La Bolsa recupera el pulso

Para quienes consideren que el Ibex 35 es un buen termómetro del estado de ánimo de la economía, de los empresarios e incluso un reflejo de la vida política y social, el mes de octubre ha aportado  buenas esperanzas. El Ibex 35 ha subido el 1,37% en el mes que ahora finaliza  y ha terminado este periodo con una revalorización acumulada del 12,53% respecto al cierre del año pasado.

En el pasado mes de mayo, el indicador selectivo de la Bolsa española llegó a superar fugazmente los 11.000 puntos y a lograr revalorizaciones acumuladas en el año superiores del 19%. En aquellos momentos, cuando la economía marchaba viento en popa, las empresas vaticinaban buenos resultados y dividendos en alza y las previsiones de los analistas eran  siempre a mejor,  el índice bursátil español se posicionaba como la Bolsa europea más saludable.

La Bolsa doméstica perdió sin embargo esa condición de liderazgo a lo largo de los meses más recientes, pérdida que tiene bastante que ver con la incertidumbre y las preocupaciones que ha despertado el proceso secesionista en Cataluña. Han sido semanas de  inestabilidad política en el cursi de las cuales algunas agencias de calificación de riesgos  y algunos bancos de inversión han aludido a la posible rebaja de la  valoración española, lo que repercutiría de forma negativa en la financiación del Estado español y de las empresas del país que acuden a los mercados en busca de capitales. Esa repercusión sería bastante negativa ya que incrementaría los costes, tanto los del Estado, debido a su elevadísima deuda, como de las empresas.

Por fortuna, las cosas no están sucediendo así y el Ibex 35 está reflejando una clara intencionalidad alcista, que trata de recuperar el terreno perdido e incluso acercar el índice español al de otros mercados importantes de Europa, que en estos últimos meses habían tomado la delantera. La fuerza de los hechos ha terminado por imponerse ya que la crisis política catalana, aunque está  lejos de haberse disipado,  presenta en estos momentos unos rasgos muy diferentes a  los de hace dos meses, cuando el Estado parecía desbordado por el ímpetu secesionista. Las medidas adoptadas en las  últimas jornadas  por el Gobierno han provocado un cierto desmoronamiento del proceso político independentista mientras el  Gobierno toma directamente las riendas de la autonomía catalana.

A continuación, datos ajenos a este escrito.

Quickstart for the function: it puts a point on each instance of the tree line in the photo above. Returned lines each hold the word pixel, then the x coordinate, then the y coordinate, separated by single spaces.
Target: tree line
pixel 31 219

Siguen existiendo muchas hipótesis sobre el futuro previsible de los acontecimientos políticos, pero algunos síntomas vistos estos días permiten recuperar algo de optimismo sobre la marcha de la economía, Por un lado, las agencias de calificación ya no se muestran tan  inclinadas a rebajar  la nota que le asignan a la economía española a causa del temor a un impacto político negativo por el independentismo catalán.  Por otra parte, los indicadores económicos siguen mostrando una gran tenacidad en su grado de mejora, sobre todo en el caso de la creación de empleo y la evolución de los niveles de inversión, además de algunos indicadores de tipo cualitativo, que reflejan el buen estado de ánimo de los agentes económicos, reflejado tanto en la evolución del consumo privado como en las señales de inversión, quizás con la excepción del sector de la vivienda en algunos de sus segmentos.  Aunque el impacto de la crisis catalana en la propia Cataluña puede ser significativo, el conjunto de la economía española sigue mostrando señales claras de  fortaleza y de continuidad en el crecimiento. Y esta sensación es la que ha reflejado la Bolsa en el principal de sus indicadores en las últimas semanas.